In the meeting with the government, the ministry has also made the rare move asking Langley School District to re-submit a capital plan, something no other district is being asked to do right now, Johnson pointed out.

“Langley is one of the fastest growing areas in the province,” said Johnson. “In Willoughby, we have built three schools on time and under budget. The ministry really likes our track record.”

Around 1,760 students attend those three schools, which are either at capacity or over.

But building schools larger is not a wise move, suggests Froese.

“We should build schools according to the life cycle of a community. When you look at Willoughby, it is young families buying these homes. But as time goes on, their children get older, these families stay in their homes and the neighbourhood demographics change,” said Froese. “Then you end up with fewer students and a large, emptier school.”

That’s why portables attached to each new school is a much better way of deciding the size of a school, he said.

And the ministry has decided it doesn’t like Alberta’s modular school model, said Johnson.

“They do serve the need because yes they can go up fast but they are meant to be mobile. What they are seeing in Alberta is those modular schools stay put in that one spot,” Johnson said.

 

WHAT IS NEXT:

The school district plans to begin consulting with the public on strategies and idea of how best to deal with the overcrowding and projected capacity burdens at Willoughby schools. Some of the ideas proposed so far, but not necessarily coming forward to the public, include busing students to schools as far away as D.W. Poppy.

Decisions around what to do with an aging and underpopulated Langley Secondary have to be looked at too.

The district has already met with Willoughby PACs and they have asked to go out to the public with a few different options instead of just one plan, said Johnson.

“The consultation process will be with the people impacted the most, on the slope and in the City. We want to make sure we get this right,” said Johnson.
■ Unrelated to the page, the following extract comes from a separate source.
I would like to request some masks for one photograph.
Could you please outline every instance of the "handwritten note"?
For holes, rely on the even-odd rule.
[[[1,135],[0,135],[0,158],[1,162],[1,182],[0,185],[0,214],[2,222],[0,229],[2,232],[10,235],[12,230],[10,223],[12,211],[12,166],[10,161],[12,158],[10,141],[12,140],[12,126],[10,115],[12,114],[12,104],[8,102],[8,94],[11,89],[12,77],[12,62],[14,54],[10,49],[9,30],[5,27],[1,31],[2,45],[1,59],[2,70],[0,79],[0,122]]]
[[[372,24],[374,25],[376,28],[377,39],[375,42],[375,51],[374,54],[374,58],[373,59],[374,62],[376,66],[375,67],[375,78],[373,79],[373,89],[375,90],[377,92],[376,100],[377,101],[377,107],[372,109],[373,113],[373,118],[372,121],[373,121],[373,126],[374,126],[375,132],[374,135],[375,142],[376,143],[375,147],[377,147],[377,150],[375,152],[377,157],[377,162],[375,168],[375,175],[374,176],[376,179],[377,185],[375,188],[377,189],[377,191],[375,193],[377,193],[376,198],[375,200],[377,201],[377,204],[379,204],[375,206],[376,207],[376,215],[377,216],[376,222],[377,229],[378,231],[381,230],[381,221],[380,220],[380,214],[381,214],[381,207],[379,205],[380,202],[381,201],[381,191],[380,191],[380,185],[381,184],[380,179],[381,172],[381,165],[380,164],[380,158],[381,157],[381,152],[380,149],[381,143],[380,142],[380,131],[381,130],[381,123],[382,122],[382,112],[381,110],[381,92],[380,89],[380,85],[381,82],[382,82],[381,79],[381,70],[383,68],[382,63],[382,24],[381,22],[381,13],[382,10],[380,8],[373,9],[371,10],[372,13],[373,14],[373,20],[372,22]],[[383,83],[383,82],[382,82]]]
In January, the board will make some decisions around feedback from public consultation.

 

HOW DID WE GET HERE:

This school year saw a “dramatic shift” of more than 1,000 new students enrolled in Willoughby schools this fall. Mountain Secondary has 16 portables and is at more than double its capacity. The newly opened Yorkson Creek Middle School opened at capacity. R.C. Garnett Elementary is bursting at the seams, with portables everywhere and the school having to stagger recesses to allow for equal time on playground equipment. Kids on the Willoughby slope who live near R.C. Garnett are being bused to the newer Lynn Fripps Elementary.

Development in Willoughby has been underway at a hurricane-style pace for more than a decade and shows no signs of stopping. The neighbourhoods of Latimer and Smith are next to be built up, with a projected 20,000 people brought into that area over the next decade.

A study done 20 years ago, done by then-planner Kurt Alberts, indicated that Willoughby should be developed before Brookswood/Fernridge.

When a development is being decided on by the Township, it requests a report from the school district projecting the amount of school-aged children it will produce based on size of units or type of housing. That has always been controversial, with many from the public arguing the Township was relying on numbers that were underestimated. But those are the numbers given to the Township from the school district experts, pointed out Froese.

The Township is actually going to do a study in the new year, taking one large development and seeing how the projected numbers match to the actual amount of school-aged children.

But in the meantime, Froese doesn’t believe they should slow or stop growth in Willoughby.

“Government shouldn’t get involved in private enterprise,” said Froese. “You control growth, the result is land prices increase. We should manage, not slow growth.”

And with 100,000 new people expected to call Langley home in the next 30 years, the Township and school district will have their work cut out for them for a length period of time into the future.